É preciso levar em consideração que “cuidar do mundo que nos rodeia e sustenta significa cuidar de nós mesmos. Mas, precisamos de nos constituirmos como um ‘nós’ que habita a Casa Comum” (Fratelli Tutti – FT 17).
Por isso, devemos alimentar a paixão pelo cuidado, permitir que o amor, a compaixão, a solidariedade, a amizade, a ternura, a sensibilidade, a ética, a capacidade de sentir nas pessoas e, em tudo o que é criado, aquela energia do alto e presença misteriosa que nos sustenta e nos move ao encontro do outro, sobretudo aos mais pobres.
A inteligência do coração (cordial) deve ser cultivada por meio de gestos cotidianos concretos.

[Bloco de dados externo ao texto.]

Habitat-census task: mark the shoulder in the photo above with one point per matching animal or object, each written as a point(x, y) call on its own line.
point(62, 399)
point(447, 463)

O Papa Francisco nos mostra o caminho que necessitamos trilhar: “Precisamos reconhecer a tentação que nos cerca de se desinteressar dos outros, especialmente dos mais frágeis. Digamos que crescemos em muitos aspectos, mas somos analfabetos no acompanhar, cuidar e sustentar os mais frágeis e vulneráveis das nossas sociedades desenvolvidas. Habituamo-nos a olhar para o outro lado, passar à margem e ignorar as situações...” (FT 64).
Precisamos desenvolver, em nós, o cuidado e a compaixão atentos em nos “fixarmos ao modelo do bom samaritano ressaltando que essa passagem bíblica nos convida a fazer ressurgir a nossa vocação de cidadãos do próprio país e do mundo inteiro, construtores dum novo vínculo social” (FT 66), ou seja, ser “bom cristão e honesto cidadão”, como nos diz Dom Bosco.
Reencontrando a harmonia
Os tripés do Sistema Preventivo – razão, religião e amorevolezza – nos impulsionam a buscar sempre esse equilíbrio harmônico da criação. Um amor esclarecido, declarado, cativante, repleto de alegria e bondade permite que as relações fluam naturalmente, pois, também como afirmava Dom Bosco, “quem sabe que é amado, ama” indistintamente.
Dessa forma, permitimos que se estabeleça um diálogo entre a inteligência cordial e a inteligência racional que tende ao encontro da harmonia. É aqui que Deus encontra abertura para olhar e perceber que tudo o que criou é bom. Temos a recuperação do equilíbrio do instante da criação, harmonia e paz oriundos do coração de Deus.
Ir. Celene Couto Rodrigues, FMA, é graduada em Geografia pela Universidade Gama Filho no Rio de Janeiro, Animadora Laudato Si credenciada pelo Movimento Católico Global pelo Clima e Green Líder da Don Bosco Green Alliance no Brasil. Atualmente é Coordenadora de Pastoral da Obra Social Recanto da Cruz Grande em Itapevi, SP.